You usually do it by invoking public static Collections.sort(List<T> list) with your ArrayList as the parameter, but take care to implement the Comparable interface or it won't work (if they are Strings then it's already implemented):
Collections.sort(yourList);
Otherwise if you have a custom class but you want to sort just over some string field inside you can delegate the compareTo method:
public class User implements Comparable<User> {
public int compareTo(User other) {
return userName.compareTo(other.userName);
}
}
Finally if noone is your case just roll your own compareTo method, it should return -1, 0 or 1 if the the calling object is less, equal to or greater than the passed one.
Michael, you should be using a join and an order by to get this data from the database, not retrieving and sorting in Java:
select person.id, person.name from person inner join person_company using(personid)
order by person.name;
And not trying to sort and do this in java (the syntax above may not be perfect, my MySQL's a bit rusty).
I think the most ideal solution to this problem is to sort them at the database query level. If the table is well indexed, this will be the fastest and arguable the "best" practice.

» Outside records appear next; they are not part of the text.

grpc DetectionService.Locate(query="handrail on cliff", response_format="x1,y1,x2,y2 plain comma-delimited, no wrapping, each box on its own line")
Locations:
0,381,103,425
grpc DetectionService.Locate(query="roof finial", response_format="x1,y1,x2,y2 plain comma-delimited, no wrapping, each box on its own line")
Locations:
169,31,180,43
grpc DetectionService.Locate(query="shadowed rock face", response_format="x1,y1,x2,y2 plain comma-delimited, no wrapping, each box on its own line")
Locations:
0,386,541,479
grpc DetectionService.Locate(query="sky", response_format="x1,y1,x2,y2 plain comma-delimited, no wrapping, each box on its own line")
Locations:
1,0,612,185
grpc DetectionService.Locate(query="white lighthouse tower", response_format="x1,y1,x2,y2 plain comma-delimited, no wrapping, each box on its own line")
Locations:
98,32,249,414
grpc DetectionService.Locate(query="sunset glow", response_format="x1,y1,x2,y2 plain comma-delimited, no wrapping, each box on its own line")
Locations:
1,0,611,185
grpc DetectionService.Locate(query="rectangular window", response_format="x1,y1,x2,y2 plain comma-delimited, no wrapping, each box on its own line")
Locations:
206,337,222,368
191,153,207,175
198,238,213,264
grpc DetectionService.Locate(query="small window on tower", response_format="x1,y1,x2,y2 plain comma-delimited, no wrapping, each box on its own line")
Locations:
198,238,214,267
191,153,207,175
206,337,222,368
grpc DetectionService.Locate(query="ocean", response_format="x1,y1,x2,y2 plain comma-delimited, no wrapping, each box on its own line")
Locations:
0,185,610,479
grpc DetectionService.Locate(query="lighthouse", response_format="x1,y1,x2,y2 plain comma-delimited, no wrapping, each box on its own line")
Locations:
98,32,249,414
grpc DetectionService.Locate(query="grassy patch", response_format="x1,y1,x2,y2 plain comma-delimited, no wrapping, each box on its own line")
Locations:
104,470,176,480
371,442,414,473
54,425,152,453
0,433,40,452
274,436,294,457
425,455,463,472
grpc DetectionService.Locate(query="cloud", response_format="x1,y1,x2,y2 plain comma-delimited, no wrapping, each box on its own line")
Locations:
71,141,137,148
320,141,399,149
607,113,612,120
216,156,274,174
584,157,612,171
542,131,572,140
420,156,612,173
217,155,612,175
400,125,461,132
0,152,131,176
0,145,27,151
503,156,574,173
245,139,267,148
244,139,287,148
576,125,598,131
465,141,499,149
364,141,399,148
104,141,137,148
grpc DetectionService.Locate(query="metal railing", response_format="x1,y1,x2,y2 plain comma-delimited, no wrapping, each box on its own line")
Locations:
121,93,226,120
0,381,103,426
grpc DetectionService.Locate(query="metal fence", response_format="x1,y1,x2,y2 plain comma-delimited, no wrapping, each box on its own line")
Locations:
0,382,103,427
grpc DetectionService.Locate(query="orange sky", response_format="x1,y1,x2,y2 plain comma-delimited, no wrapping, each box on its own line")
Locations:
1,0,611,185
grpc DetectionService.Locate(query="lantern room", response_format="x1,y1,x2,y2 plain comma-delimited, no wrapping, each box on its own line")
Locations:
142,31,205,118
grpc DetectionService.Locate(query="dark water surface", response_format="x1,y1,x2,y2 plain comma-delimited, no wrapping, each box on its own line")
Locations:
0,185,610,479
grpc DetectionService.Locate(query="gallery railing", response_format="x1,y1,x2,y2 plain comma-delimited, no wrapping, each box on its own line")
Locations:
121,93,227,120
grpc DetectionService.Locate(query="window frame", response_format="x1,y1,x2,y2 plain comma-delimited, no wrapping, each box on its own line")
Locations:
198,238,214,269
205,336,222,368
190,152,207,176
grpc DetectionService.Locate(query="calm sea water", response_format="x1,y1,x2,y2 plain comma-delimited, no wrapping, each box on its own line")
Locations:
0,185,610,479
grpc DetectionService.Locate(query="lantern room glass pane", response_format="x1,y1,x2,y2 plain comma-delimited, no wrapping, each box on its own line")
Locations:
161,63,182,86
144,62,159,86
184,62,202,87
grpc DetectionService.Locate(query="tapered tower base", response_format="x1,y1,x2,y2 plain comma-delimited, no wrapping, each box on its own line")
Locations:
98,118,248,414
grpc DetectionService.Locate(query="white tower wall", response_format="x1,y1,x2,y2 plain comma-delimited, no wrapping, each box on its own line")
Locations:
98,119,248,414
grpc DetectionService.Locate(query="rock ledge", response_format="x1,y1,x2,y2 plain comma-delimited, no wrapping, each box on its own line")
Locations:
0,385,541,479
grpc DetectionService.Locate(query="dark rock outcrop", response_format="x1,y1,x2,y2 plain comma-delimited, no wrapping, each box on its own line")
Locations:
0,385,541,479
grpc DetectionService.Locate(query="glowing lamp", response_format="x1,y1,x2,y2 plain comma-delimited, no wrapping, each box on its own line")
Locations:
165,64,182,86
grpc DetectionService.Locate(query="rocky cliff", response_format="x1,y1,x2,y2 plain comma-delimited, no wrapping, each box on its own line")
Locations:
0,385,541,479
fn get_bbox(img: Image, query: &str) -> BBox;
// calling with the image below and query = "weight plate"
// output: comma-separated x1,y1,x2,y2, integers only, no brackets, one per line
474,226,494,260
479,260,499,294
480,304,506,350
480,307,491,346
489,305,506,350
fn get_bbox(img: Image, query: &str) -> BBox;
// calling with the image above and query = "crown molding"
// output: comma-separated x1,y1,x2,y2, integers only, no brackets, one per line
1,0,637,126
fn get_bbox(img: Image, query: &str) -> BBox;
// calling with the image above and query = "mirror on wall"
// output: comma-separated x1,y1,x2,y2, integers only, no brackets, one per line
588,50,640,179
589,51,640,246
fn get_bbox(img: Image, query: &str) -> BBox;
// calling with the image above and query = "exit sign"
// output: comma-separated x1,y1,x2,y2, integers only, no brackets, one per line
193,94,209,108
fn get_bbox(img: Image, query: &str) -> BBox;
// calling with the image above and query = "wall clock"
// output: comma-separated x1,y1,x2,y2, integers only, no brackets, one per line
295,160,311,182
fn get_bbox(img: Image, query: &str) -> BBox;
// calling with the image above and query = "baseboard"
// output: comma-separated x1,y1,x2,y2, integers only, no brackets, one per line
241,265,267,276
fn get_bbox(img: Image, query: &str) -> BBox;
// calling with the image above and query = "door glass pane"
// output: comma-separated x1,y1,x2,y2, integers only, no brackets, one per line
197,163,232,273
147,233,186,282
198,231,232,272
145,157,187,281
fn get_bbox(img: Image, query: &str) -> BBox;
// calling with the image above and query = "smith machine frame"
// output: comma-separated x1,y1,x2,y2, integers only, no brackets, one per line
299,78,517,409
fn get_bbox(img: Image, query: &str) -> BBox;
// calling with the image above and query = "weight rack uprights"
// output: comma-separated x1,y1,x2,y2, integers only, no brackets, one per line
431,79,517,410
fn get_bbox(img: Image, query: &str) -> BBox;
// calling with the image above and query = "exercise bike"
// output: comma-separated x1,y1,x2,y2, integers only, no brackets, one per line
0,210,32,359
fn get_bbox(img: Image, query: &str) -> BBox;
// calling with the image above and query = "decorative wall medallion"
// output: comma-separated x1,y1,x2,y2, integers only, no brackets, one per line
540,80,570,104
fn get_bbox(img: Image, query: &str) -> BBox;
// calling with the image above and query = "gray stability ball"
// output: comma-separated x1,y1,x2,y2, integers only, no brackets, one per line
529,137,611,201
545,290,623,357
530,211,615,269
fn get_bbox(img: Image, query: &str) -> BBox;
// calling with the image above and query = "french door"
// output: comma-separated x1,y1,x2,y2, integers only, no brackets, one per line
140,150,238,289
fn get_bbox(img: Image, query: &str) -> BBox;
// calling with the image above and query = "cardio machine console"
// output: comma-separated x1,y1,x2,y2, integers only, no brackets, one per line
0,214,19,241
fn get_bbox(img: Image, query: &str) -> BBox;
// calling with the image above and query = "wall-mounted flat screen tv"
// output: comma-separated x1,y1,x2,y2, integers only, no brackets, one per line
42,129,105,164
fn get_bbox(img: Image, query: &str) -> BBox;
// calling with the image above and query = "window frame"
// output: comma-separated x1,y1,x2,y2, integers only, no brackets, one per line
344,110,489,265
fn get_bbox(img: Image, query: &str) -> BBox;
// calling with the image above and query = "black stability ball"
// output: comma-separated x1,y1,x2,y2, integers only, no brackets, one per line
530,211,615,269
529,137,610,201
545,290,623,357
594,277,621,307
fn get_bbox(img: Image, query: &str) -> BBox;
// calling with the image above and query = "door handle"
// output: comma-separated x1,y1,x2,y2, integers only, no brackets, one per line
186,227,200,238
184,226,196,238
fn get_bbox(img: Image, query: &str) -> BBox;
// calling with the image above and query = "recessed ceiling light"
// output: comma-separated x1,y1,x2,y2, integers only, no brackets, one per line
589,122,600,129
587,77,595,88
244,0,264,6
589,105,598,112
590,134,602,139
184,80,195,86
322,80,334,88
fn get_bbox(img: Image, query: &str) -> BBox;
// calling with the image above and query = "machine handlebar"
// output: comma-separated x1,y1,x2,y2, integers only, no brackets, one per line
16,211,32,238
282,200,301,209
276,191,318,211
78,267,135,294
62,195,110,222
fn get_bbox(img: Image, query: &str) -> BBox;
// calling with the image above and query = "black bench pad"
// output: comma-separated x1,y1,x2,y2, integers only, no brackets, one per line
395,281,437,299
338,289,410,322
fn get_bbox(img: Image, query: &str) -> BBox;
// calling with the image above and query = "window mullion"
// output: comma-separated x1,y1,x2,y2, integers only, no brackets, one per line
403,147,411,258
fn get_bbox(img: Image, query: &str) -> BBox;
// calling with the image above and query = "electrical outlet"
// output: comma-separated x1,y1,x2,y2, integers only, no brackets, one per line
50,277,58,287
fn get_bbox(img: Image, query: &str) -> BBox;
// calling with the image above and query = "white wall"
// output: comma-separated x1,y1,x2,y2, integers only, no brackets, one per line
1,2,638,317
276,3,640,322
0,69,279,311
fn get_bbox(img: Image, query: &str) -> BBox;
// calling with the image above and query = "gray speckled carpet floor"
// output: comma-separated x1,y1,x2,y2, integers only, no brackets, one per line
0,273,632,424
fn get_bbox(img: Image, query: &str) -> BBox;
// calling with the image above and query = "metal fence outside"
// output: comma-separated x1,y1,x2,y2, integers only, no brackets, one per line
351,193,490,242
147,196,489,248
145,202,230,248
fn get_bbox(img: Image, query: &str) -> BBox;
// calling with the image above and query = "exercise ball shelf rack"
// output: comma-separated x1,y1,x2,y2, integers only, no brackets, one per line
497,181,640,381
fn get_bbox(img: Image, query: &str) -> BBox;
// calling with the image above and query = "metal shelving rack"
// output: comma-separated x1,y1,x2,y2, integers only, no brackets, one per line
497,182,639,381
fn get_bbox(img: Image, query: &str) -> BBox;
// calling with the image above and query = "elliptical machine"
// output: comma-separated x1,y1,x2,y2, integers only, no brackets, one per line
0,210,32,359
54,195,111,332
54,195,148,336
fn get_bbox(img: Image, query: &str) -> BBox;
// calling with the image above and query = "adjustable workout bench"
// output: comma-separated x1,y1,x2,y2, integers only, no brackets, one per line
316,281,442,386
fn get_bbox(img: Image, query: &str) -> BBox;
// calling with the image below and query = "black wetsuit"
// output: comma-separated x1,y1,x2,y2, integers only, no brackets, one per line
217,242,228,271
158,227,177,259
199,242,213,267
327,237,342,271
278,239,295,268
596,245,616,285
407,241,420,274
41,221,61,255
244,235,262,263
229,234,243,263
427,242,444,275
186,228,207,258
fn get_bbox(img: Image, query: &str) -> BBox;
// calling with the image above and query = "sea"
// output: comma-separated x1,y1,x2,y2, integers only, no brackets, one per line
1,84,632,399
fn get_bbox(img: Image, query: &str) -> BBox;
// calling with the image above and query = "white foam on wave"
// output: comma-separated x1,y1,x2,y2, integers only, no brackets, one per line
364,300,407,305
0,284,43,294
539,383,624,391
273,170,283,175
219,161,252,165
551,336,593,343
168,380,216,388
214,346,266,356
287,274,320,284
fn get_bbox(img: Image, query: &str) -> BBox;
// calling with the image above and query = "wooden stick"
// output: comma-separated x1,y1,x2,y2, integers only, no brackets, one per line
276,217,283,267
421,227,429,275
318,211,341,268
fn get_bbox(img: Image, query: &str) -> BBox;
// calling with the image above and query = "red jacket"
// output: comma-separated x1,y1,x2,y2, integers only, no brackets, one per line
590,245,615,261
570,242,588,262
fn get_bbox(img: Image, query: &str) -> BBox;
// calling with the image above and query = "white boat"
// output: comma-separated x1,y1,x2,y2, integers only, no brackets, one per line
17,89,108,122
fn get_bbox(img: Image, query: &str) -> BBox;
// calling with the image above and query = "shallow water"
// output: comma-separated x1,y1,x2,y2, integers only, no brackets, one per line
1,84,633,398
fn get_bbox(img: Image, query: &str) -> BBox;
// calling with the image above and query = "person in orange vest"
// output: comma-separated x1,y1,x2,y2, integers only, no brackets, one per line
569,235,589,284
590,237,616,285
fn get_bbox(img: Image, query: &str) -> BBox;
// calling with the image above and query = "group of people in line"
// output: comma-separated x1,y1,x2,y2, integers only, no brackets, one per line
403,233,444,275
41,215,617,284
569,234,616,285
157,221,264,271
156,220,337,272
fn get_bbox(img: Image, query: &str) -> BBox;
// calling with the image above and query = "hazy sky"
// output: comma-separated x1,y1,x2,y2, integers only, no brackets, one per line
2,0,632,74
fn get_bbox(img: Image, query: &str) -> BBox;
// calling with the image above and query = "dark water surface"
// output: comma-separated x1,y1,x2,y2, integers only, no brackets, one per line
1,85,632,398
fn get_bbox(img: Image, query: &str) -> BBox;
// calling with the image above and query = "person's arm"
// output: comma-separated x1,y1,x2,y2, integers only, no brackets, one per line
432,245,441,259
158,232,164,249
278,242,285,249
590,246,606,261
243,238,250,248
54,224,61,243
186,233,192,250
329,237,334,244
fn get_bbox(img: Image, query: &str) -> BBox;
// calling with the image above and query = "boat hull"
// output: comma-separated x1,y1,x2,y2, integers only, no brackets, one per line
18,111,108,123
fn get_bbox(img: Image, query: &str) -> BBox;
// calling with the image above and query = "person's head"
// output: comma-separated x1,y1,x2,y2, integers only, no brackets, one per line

That being said, if you just want to sort that list and not start mucking on the database side, use Collections.sort and have your UserList implement Comparable<UserList>
Be careful to use the case insensitive string comparison, or your users will likely not appreciate the sorting results.
I would change the database query to return the rows in the order you want them.
If you are using SQL the query could look like the following.
SELECT Id, Name FROM Person ORDER BY Name;
This has some advantages over doing it in code.
It is faster.
You do not have to change your code.
It is less work.
You can try and override the compareTo method for UserList so that it compares the elements in an alphabetical way according to some string value. Then, call the sort method of the array list and it should sort them using the compareTo you overrode.
You could sort in the database, instead of firing many queries with
select Id, Name from Person where id = '+variable+';
You can loop over the variables and make a comma separated list , this way you only fire a single query
int[] variableList = wherever_you_get_it_from;
StringBuffer csv = new StringBuffer();
for (int i = 0; i < variableList.length; i++) {
csv.append(variableList[i]);
if (i < variableList.length - 1)
csv.append(",");
}
then give
select Id, Name from Person where id in ( +csv.toString()+) order by Name;
Since you are getting the user ids from a company table, you can join and fetch
select u.usrid, u.name from company c left join user u on c.usrid = u.usrid
where c.companyid in (comapnyid1, companyid2, companyid3) order by u.name;
You should use Collections.sort and either of
Make your User class implement Comparable interface
Create a UserListComparator implementing Comparator<UserList> interface
See Comparable interface documentation for details.